In Oklahoma’s public-school districts with a high share of upper-income earners, families receive far higher levels of taxpayer subsidy when a child is sent to public school than what they would receive through the Oklahoma Parental Choice Tax Credit program.
In some districts, the taxpayer subsidy for wealthy families who enroll a child in public school is roughly 100 percent greater than the maximum $7,500 benefit provided under the Oklahoma Parental Choice Tax Credit program—and sometimes far more.
According to Oklahoma State Department of Education data, public-school district expenditures in 2023 totaled $9,538,453,992 when student enrollment was 701,066, meaning the per-student expenditure was $13,605 that year, the most recent for which full data is available.
But in individual districts with a larger share of upper-income families, the per-pupil taxpayer subsidy is often even larger.
In 2023, the Deer Creek public school district, a suburb of Oklahoma City, reported having $120,251,985 in revenue. Based on Deer Creek’s reported enrollment of 7,923 students this year, that averages $15,177 in taxpayer subsidy per student.
In 2020, the most recent year for which data are available, the average household income in the Deer Creek district was $140,124, nearly double the statewide average of $72,695. While 59.2 percent of students in Oklahoma are considered economically disadvantaged, just 11.9 percent of Deer Creek students fall into that category and only 2.2 percent of people in the district live below poverty.
The Edmond school district reported $534,880,222 in revenue in 2023. That averages $20,666 per student based on a reported enrollment of 25,881 in the most recent school year.
Average household income in Edmond is 62 percent higher than the statewide average.
Similarly, the Jenks district, a Tulsa suburb, reported having $237,120,256 in revenue in 2020. That averages $18,771 per student based on reported enrollment of 12,632.
Average household income in Jenks is nearly 52 percent higher than the state average, and the share of economically disadvantaged students in the district is roughly half the state norm.
In another Tulsa suburb, the Bixby school district reported having $125,701,343 in total revenue in 2023. That averages $15,589 per student based on the district’s most recent reported enrollment of 8,063.
Average household income in Bixby is 64 percent higher than the statewide average.
In a nutshell, many families choosing to use the Oklahoma Parental Choice Tax Credit program are choosing to forgo significantly higher per-pupil taxpayer subsidies.

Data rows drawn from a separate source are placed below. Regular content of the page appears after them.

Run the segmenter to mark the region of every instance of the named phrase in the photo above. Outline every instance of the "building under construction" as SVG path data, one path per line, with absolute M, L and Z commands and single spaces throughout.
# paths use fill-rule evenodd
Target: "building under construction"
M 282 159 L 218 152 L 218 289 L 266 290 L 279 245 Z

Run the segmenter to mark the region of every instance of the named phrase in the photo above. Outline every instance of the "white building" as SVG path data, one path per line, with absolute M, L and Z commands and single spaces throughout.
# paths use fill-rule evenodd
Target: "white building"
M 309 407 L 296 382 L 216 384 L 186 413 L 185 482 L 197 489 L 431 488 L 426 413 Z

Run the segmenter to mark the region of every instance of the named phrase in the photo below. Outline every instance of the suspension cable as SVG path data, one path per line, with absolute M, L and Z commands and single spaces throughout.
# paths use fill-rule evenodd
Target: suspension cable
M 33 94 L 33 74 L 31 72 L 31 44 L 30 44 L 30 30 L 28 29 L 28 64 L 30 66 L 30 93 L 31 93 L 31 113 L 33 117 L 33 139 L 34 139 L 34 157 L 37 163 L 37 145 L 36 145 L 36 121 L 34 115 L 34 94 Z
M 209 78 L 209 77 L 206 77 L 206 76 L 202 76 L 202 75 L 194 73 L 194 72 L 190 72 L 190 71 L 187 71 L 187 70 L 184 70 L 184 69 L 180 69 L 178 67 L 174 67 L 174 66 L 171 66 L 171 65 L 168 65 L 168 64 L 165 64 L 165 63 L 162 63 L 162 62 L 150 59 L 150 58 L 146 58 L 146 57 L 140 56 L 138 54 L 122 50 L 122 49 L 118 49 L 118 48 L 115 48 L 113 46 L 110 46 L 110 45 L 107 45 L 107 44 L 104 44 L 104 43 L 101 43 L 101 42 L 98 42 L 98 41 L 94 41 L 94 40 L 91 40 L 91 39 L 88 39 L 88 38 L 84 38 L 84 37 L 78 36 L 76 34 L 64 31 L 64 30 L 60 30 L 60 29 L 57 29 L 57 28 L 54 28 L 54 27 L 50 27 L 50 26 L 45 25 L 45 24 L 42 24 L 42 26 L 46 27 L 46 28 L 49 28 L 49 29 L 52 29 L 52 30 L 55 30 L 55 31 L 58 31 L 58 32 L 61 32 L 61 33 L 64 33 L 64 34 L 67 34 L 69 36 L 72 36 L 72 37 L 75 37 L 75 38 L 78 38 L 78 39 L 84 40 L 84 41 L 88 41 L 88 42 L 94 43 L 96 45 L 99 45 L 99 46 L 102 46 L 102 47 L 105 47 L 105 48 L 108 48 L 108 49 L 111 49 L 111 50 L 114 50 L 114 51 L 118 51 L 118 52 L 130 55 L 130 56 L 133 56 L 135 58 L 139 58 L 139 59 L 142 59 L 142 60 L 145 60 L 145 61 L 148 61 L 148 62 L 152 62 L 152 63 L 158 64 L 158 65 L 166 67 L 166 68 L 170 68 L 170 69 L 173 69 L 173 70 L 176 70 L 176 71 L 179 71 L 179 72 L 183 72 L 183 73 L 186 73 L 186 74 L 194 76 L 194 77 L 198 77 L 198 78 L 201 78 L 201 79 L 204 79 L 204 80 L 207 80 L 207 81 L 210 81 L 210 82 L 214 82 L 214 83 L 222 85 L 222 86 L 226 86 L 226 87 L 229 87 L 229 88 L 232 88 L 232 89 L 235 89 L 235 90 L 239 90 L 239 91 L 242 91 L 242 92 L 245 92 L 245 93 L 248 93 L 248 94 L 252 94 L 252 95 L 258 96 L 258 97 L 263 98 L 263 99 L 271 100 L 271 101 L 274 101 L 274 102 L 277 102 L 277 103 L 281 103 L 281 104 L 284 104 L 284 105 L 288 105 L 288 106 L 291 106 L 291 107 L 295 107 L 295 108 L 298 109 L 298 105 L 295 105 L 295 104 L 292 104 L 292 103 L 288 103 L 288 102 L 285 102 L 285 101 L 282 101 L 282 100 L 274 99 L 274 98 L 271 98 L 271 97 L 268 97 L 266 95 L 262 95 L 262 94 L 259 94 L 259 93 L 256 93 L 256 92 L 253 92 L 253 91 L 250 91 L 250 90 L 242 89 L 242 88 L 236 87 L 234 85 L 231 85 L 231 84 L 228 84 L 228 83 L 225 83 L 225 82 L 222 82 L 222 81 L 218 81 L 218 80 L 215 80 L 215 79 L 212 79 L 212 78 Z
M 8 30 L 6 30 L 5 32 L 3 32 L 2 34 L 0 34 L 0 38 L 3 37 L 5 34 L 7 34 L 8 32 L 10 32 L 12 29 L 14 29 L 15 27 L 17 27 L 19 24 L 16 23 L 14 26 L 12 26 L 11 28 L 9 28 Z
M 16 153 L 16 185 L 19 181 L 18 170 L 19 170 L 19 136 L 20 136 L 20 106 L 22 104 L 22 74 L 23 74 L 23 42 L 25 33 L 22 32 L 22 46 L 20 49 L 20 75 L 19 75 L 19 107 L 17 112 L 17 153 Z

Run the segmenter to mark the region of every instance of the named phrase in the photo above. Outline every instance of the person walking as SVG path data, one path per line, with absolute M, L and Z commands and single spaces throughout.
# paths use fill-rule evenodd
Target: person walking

They often do so because private schools produce better academic results and safer environments despite often having tuition rates far lower than the per-pupil funding available in many Oklahoma public schools.
The Goldwater report notes that school-choice opponents often ignore that reality when arguing against school choice, writing this is a “a major discrepancy in the logic of anti-school choice activists.”
“On one hand, they hold that scholarship assistance for children enrolled in private schooling options is too financially burdensome to the state,” the report notes. “At the same time, however, they hold that taxpayer spending on children from families of identical wealth in the public school system is to be celebrated—if not increased.” (Emphasis in original.)
Many families who have used Oklahoma’s program come from working-class backgrounds and would not have been able to afford private school without the program. As of May 20, children from families with $75,000 in income or less represented 29 percent of beneficiaries of the school-choice tax credit program.
Gov. Kevin Stitt, who noted the tax-credit program made private school a realistic option for “every single working family,” said many of those working-class beneficiaries have personally thanked him for the program’s existence.
“I’ve had police officers and fire(fighters) and moms and dads and single families come to me and just say, ‘Thank you so much, governor. We just got approved for the tax credit. We didn’t think we were going to be able to afford to keep our kid here or to put my first grader in this school, and we just didn’t know how we were going to do it,’” Stitt said.